Which is best ?

dsouza123 · May 15, 2006, 04:26:04 AM

In code that compares a register with 0
which of the following is best ?

The meaning of best includes fastest, smallest,
works best with the conditional jump jz following
or any other reason that makes one preferable.

Code Select


cmp  ecx,0
test ecx,0
or   ecx, ecx

xor  ebx,ebx   ; ebx = 0, used with the following two options
              ; so this adds time, size and ties up ebx
cmp  ecx,ebx
test ecx,ebx

jz past   ; the conditional jump following the evaluation of ecx

The issue came up in comparing these two (hopefully) equivalent versions of code, high and low level.
The comparison of two equal size arrays of dwords, NR and CR, index range 0 to 47.
If NR is less than CR, ans = 0
If NR is equal to CR, ans = 1
If NR is greater than CR, ans = 2

A side benefit of the 0,1,2 convention is to check for greater than or equal, ans != 0.

For an example with less than,
the first time the dword pair aren't equal,
if the current dword of NR is less than it's counterpart in CR
then ans = 0.

Code Select


                          mov ecx, 48
                          mov ans, 1
                          .repeat
                             dec ecx
                             mov eax, [NR+ ecx*4]
                             mov edx, [CR+ ecx*4]
                             .if eax > edx
                                mov ans,2
                             .elseif eax < edx
                                mov ans,0
                             .endif
                          .until (ecx == 0) || (ans != 1)

                          mov ecx, 48
                          mov ans, 1    ; equal
                        again:
                          cmp ecx, 0    ; spot for the versions above
                          jz  past
                          dec ecx
                          mov eax, [NR+ ecx*4]
                          mov edx, [CR+ ecx*4]
                          cmp eax, edx
                          je  again
                          ja  plus
                          dec ans       ; less than
                          jmp past
                        plus:
                          inc ans       ; greater than
                        past:

Any better/other ways to do the comparison ?

asmfan · May 15, 2006, 08:32:21 AM

The best way(my point of view:) of comparing a register to zero is to use TEST/OR (OR is more preferred because TEST can lead to partial flags register stall) also AND can be used

ChrisLeslie · May 15, 2006, 09:14:23 AM

dsouza123,

I must have too much spare time lately! - I put each of your versions in a 10,000,000 loop and with timers and repeated several times (XP/P4).
Your high level version gave 735 to 750 ms.
Your low level version gave 500-515 ms.
Low levels win on that liitle test, for all its worth.
I personally put a lot of value on readability and maintainability, which for me is the HL version.

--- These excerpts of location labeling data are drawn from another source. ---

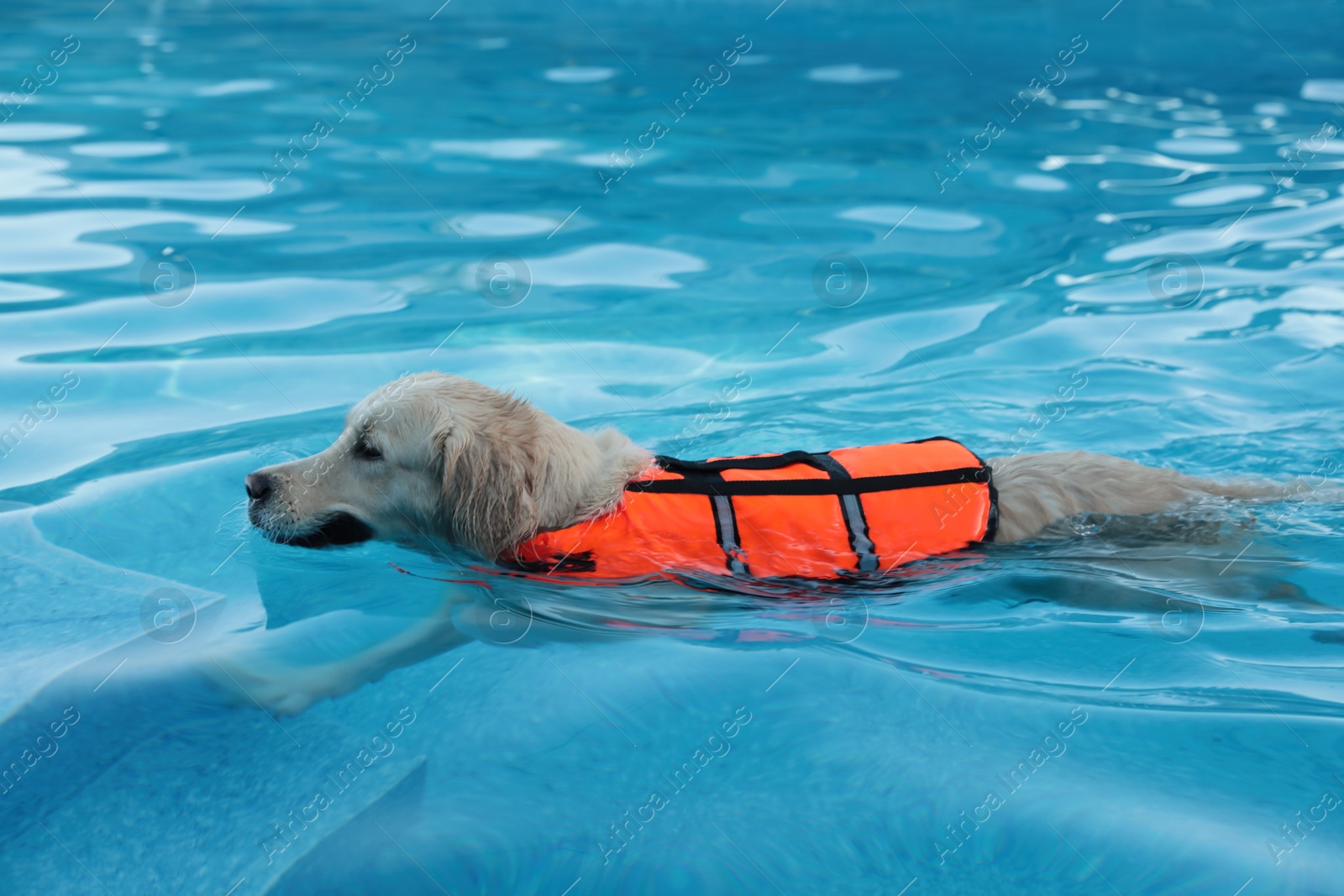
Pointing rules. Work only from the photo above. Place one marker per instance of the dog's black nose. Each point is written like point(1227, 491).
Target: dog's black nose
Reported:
point(259, 486)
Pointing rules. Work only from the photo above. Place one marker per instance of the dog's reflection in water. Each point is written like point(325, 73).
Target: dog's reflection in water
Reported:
point(1171, 569)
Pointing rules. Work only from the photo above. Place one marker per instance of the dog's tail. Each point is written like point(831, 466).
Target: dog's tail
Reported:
point(1038, 490)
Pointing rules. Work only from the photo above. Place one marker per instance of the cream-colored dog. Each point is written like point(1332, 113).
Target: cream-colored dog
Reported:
point(436, 457)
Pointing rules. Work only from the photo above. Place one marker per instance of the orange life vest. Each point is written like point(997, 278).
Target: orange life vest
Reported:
point(817, 516)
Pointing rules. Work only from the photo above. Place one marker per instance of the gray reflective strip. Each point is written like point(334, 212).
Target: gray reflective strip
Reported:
point(727, 532)
point(859, 531)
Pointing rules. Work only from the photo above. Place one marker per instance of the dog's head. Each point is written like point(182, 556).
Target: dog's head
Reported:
point(425, 457)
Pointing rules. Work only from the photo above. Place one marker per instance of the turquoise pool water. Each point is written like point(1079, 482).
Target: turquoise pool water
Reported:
point(1045, 228)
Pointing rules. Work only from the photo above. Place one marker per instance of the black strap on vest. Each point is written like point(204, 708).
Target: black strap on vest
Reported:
point(706, 477)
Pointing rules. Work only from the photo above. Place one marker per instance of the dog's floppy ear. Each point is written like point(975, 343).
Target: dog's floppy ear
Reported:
point(488, 484)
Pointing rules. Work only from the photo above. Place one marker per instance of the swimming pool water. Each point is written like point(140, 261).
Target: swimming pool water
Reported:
point(725, 228)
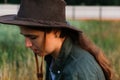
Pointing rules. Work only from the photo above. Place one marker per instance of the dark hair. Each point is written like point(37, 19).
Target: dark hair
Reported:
point(81, 40)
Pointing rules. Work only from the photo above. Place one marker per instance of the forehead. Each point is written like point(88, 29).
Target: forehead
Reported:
point(27, 30)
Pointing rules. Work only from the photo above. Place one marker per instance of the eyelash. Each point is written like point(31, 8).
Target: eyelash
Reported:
point(34, 37)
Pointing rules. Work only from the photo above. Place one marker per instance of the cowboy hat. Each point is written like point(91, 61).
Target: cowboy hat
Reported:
point(39, 13)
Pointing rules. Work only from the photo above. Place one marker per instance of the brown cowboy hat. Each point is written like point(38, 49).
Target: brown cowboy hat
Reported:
point(39, 13)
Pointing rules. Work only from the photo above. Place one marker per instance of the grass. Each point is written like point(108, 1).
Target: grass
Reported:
point(17, 62)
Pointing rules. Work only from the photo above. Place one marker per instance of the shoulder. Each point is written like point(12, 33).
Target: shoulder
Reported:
point(83, 65)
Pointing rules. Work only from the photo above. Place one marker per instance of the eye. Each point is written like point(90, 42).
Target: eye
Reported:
point(33, 37)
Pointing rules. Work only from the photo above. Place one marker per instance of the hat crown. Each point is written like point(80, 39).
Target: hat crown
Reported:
point(45, 10)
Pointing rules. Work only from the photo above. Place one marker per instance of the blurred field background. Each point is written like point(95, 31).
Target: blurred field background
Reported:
point(17, 62)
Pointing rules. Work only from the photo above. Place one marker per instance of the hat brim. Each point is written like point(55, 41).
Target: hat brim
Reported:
point(10, 19)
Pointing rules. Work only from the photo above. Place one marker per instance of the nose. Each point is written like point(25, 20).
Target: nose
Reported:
point(28, 43)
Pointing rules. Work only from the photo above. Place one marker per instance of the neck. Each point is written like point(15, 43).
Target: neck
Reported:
point(58, 48)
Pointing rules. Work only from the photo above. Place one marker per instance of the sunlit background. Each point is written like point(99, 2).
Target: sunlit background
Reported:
point(99, 19)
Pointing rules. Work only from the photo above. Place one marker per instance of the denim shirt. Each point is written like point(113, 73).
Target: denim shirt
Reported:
point(74, 63)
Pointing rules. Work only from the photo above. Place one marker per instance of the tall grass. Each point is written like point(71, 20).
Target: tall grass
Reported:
point(17, 62)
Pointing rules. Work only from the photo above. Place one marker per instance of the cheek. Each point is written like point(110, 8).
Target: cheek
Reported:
point(50, 45)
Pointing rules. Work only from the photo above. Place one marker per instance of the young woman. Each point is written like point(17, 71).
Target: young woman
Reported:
point(67, 51)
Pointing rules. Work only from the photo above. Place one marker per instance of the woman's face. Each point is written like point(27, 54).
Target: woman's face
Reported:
point(41, 43)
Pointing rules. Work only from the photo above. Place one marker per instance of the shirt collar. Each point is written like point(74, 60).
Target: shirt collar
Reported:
point(62, 57)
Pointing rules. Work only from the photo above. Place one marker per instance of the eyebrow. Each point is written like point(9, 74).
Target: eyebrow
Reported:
point(28, 35)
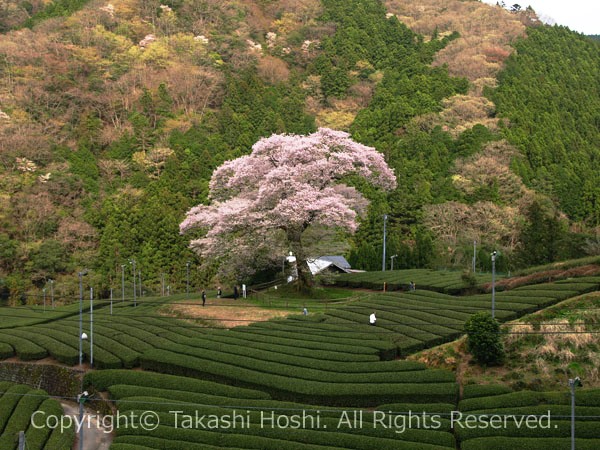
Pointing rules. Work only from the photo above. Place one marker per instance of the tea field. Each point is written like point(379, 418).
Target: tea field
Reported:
point(343, 381)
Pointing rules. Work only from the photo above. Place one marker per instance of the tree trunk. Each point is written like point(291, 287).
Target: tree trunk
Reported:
point(305, 280)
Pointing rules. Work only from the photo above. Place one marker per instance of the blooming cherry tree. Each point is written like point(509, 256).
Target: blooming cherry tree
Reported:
point(286, 185)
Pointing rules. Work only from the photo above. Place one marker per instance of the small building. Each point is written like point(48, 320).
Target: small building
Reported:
point(332, 264)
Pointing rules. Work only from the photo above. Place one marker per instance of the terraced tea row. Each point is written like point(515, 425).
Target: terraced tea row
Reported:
point(18, 403)
point(448, 282)
point(256, 422)
point(549, 425)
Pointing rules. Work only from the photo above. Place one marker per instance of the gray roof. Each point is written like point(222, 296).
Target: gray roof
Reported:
point(339, 261)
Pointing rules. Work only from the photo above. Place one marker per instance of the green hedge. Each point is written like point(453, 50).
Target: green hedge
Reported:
point(558, 428)
point(37, 437)
point(24, 348)
point(58, 350)
point(6, 350)
point(309, 369)
point(541, 443)
point(268, 437)
point(9, 401)
point(329, 421)
point(102, 380)
point(286, 388)
point(147, 442)
point(304, 341)
point(103, 359)
point(285, 349)
point(585, 397)
point(484, 390)
point(20, 418)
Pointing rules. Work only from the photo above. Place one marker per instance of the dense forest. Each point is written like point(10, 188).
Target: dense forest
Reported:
point(114, 115)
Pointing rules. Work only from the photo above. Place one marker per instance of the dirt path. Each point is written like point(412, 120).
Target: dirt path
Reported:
point(224, 312)
point(94, 437)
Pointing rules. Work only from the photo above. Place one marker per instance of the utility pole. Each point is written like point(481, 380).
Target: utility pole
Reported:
point(573, 383)
point(122, 282)
point(91, 327)
point(81, 275)
point(52, 292)
point(392, 261)
point(187, 288)
point(494, 253)
point(132, 262)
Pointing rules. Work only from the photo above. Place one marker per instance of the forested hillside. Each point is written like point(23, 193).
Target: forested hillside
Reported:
point(113, 116)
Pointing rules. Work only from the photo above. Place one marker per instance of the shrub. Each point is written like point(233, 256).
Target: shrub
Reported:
point(483, 338)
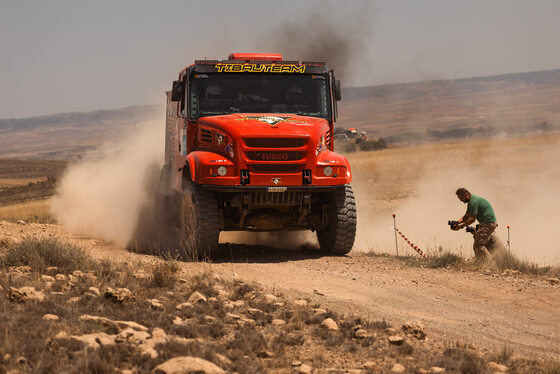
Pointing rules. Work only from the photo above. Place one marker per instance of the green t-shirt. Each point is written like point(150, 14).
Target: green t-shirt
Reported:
point(481, 208)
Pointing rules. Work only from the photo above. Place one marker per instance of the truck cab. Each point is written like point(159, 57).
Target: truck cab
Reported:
point(249, 148)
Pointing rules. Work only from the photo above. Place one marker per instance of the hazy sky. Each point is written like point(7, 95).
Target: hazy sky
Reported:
point(63, 56)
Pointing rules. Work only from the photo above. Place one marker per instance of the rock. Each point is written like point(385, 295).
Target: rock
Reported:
point(185, 305)
point(396, 339)
point(23, 294)
point(436, 370)
point(73, 300)
point(265, 354)
point(497, 367)
point(233, 316)
point(360, 334)
point(95, 339)
point(159, 336)
point(47, 278)
point(415, 328)
point(255, 312)
point(370, 365)
point(52, 270)
point(197, 297)
point(50, 317)
point(250, 295)
point(319, 312)
point(222, 360)
point(114, 325)
point(187, 364)
point(132, 337)
point(120, 295)
point(270, 299)
point(330, 324)
point(210, 320)
point(155, 304)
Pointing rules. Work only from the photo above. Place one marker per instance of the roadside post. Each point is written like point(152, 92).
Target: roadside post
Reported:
point(395, 229)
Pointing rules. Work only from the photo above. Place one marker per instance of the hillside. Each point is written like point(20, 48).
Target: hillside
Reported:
point(511, 104)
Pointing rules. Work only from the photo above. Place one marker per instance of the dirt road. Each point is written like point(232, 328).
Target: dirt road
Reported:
point(489, 310)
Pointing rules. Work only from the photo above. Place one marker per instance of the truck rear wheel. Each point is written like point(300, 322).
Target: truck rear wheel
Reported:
point(338, 238)
point(200, 229)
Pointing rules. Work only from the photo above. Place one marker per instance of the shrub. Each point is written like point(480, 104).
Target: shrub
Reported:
point(164, 273)
point(39, 254)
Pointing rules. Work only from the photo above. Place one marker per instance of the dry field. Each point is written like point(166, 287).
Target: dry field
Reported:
point(478, 319)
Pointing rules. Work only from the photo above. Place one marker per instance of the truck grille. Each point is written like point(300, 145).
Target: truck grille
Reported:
point(275, 155)
point(275, 142)
point(285, 198)
point(272, 168)
point(205, 135)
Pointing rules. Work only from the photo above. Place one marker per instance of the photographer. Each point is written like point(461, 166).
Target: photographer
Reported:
point(479, 209)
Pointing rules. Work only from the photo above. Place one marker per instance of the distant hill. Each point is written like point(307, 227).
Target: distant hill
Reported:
point(407, 112)
point(431, 110)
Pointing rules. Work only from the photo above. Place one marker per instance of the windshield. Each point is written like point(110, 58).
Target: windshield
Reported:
point(215, 94)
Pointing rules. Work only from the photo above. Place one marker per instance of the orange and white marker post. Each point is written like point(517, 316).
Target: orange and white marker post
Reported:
point(395, 228)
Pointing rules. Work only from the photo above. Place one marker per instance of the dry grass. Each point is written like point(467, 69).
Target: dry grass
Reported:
point(37, 211)
point(164, 273)
point(255, 347)
point(39, 254)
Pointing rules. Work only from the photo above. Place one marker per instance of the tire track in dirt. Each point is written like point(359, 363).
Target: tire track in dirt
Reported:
point(491, 311)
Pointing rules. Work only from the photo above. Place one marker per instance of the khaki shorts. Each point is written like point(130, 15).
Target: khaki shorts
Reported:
point(482, 236)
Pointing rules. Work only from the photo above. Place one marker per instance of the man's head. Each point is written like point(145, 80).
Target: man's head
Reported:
point(463, 194)
point(213, 92)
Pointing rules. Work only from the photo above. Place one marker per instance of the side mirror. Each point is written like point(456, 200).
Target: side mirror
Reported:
point(177, 91)
point(337, 90)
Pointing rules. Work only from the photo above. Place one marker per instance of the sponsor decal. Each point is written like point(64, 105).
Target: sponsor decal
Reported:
point(259, 68)
point(272, 120)
point(269, 156)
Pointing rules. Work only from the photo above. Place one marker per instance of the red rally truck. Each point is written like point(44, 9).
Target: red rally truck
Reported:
point(249, 147)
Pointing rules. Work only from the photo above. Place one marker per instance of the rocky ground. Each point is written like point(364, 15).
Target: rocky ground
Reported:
point(275, 311)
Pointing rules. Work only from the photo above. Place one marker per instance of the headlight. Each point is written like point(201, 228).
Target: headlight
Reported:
point(321, 145)
point(222, 170)
point(223, 141)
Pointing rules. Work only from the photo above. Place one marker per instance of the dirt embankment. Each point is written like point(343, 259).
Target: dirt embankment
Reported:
point(491, 311)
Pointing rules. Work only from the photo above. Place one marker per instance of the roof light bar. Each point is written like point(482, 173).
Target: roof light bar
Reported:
point(255, 57)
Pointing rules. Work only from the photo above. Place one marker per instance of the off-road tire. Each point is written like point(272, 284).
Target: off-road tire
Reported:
point(200, 227)
point(338, 239)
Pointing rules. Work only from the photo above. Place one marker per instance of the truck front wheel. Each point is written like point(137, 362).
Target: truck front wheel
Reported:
point(338, 237)
point(200, 230)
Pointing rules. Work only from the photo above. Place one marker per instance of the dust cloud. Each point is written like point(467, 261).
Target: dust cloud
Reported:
point(323, 35)
point(520, 178)
point(102, 196)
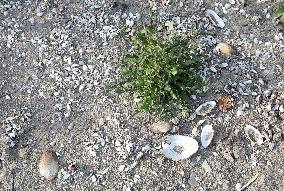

Some others however may find the LL version more maintainable!!!

Chris

EduardoS · May 15, 2006, 11:52:00 AM

Quote from: asmfan on May 15, 2006, 08:32:21 AM
The best way(my point of view:) of comparing a register to zero is to use TEST/OR (OR is more preferred because TEST can lead to partial flags register stall) also AND can be used

TEST affect the same flags as AND,

I prefer TEST eax, eax, only 2 bytes and don't generate dependencies,
for the future maybe cmp eax, 0 will be better, Intel macro-fusion will make cmp/jccc a single instruction.

Ratch · May 15, 2006, 02:21:04 PM

asmfan,

Quote
...(OR is more preferred because TEST can lead to partial flags register stall)...

Do you have any documentation to back up that statement? A OR/AND EAX,EAX instruction implies a unneeded write to a register, unless the CPU is smart enough to know that this particular instruction/operand will not change EAX. Is it that smart?

dsouza123,
Don't forget the CMOVXX instruction series if you can use 'em.

Quote
...I personally put a lot of value on readability...

Code is read a relatively few times. Code is executed a gazillion times. Wanna change your mind about that? :bdg Ratch

dsouza123 · May 15, 2006, 03:09:11 PM

Thank you everyone for the very good information.

Asmfan and EduardoS
Two comments that have me perplexed.
1. The TEST leads to partial flags register stalls.
2. TEST eax, eax .. and don't generate dependencies.
They seem to conflict or maybe I am missing the distinction.

ChrisLeslie
That is very interesting the low level takes 2/3 the time of the high level.
Could you post the testing code(s) ?
Testing like that is quite worthwhile, it didn't occur to me to do it.
I'm curious how you accomplished it.

Ratch
The CMOVXX is available on what processors ?
Run time is very important.

asmfan · May 15, 2006, 05:11:19 PM

I dont remember exactly from where i heard of TEST and OR comparison either from Agner Fog's optimization tuts or/test:) from Mark Larson's tuts? Or the matter of pairing/unpairing in pipes... Need to look through documentation...

hutch-- · May 15, 2006, 06:29:14 PM

On any of the later Intel hardware a test for zero is usually faster using TEST REG, REG than CMP REG, 0 and Intel document this preference as being simpler and faster than the CMP version on PIV hardware. I have yet to find a context where a CMOVxx is as fast as a CMP / Jxx so I would not hold out on that one as it appears to be an interim idea from Intel that was a waste of silicon.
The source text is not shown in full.